I have a blue cover original, an Ozark Woodworking reprint, and a scan of a blue cover original of what I have been calling Version 1 (or 1937V1) of the MOLO.  After comparing your three photos to them, to originals of 1937V2 and 1937V3, and to several originals of 1937V4 and 1937V5 that I have, my conclusion is that yours is a later printing of 1937V1.  Your photo of the TOC appears to show a blank page to the left.  I currently have 19 originals of the MOLO.  In all of the originals that I have except for the blue cover 1937V1, the first sheet inside the front cover is blank both sides.  So I'm thinking that your copy is a later printing of 1937V1 and someone ripped the title page out.  In December of 2014, someone here sent me a PDF excerpt from a black cover wire bound 1937V1.  The PDF shows 6 pages (three sheets) of catalog info in the rear.  And at the bottom of the last page shows the IHLING Bros. etc. information.  I can't recall who sent me the PDF but either your copy is the same as his or you are he.   

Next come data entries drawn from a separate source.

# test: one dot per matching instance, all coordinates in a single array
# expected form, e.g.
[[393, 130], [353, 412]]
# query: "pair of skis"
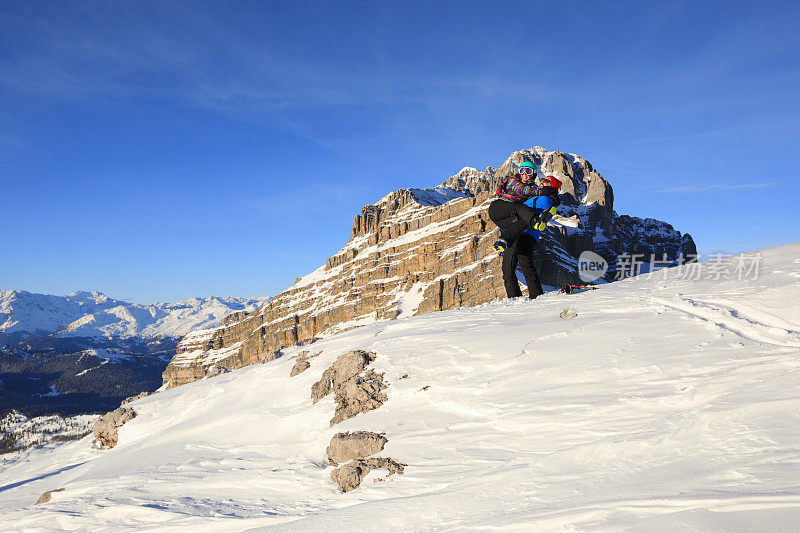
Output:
[[567, 289]]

Atlas Catalog No. 37 dated November 1937 shows a MOLO for sale.  The scan was gray scale and too dark so I can't say whether the covers are blue or black.  But it does not have the round Atlas logo below the micrometer.  So could be blue.  I have an earlier catalog No. 26 so probably early 1937 or late 1936 that lists the MOLO for sale.  This is the exact bound (glue and staples) version that I called 1937V0 in the MOLO History document for want of any more information.  Probably the contents are the same as in 1937V1.  The scan of the page showing it was done with better contrast and exposure settings and although I can't say for certain that it is blue, it isn't black.  

Next time that I revise the MOLO History, I'll add that apparently more than one printing (edition) was done of 1937 V1 and that the later printings had black covers and the logo.  As with Versions 8 and 9, I don't think a different cover warrants calling it a different version as it doesn't appear that any changes were made to the contents.  I didn't do that for the various binding methods of 1937V4 and 1937V5.  If an original ever turns of of the exact bound one and the contents prove to be the same as in 1937V1, it will revert to just being the earliest printing of 1937V1.


----------



## Rodney Young (Apr 8, 2016)

wa5cab said:


> Rodney,
> 
> I have a blue cover original, an Ozark Woodworking reprint, and a scan of a blue cover original of what I have been calling Version 1 (or 1937V1) of the MOLO.  After comparing your three photos to them, to originals of 1937V2 and 1937V3, and to several originals of 1937V4 and 1937V5 that I have, my conclusion is that yours is a later printing of 1937V1.  Your photo of the TOC appears to show a blank page to the left.  I currently have 19 originals of the MOLO.  In all of the originals that I have except for the blue cover 1937V1, the first sheet inside the front cover is blank both sides.  So I'm thinking that your copy is a later printing of 1937V1 and someone ripped the title page out.  In December of 2014, someone here sent me a PDF excerpt from a black cover wire bound 1937V1.  The PDF shows 6 pages (three sheets) of catalog info in the rear.  And at the bottom of the last page shows the IHLING Bros. etc. information.  I can't recall who sent me the PDF but either your copy is the same as his or you are he.
> 
> ...



  Thanks Robert,
  I just think its cool that the book would have come with the machine when new and has survived in very good condition except for the cover which is crumbling every time I touch it so it will be put away in an open plastic bag with the tooling so it doesn't get seperated from the machine some day in the future.
  Rodney


----------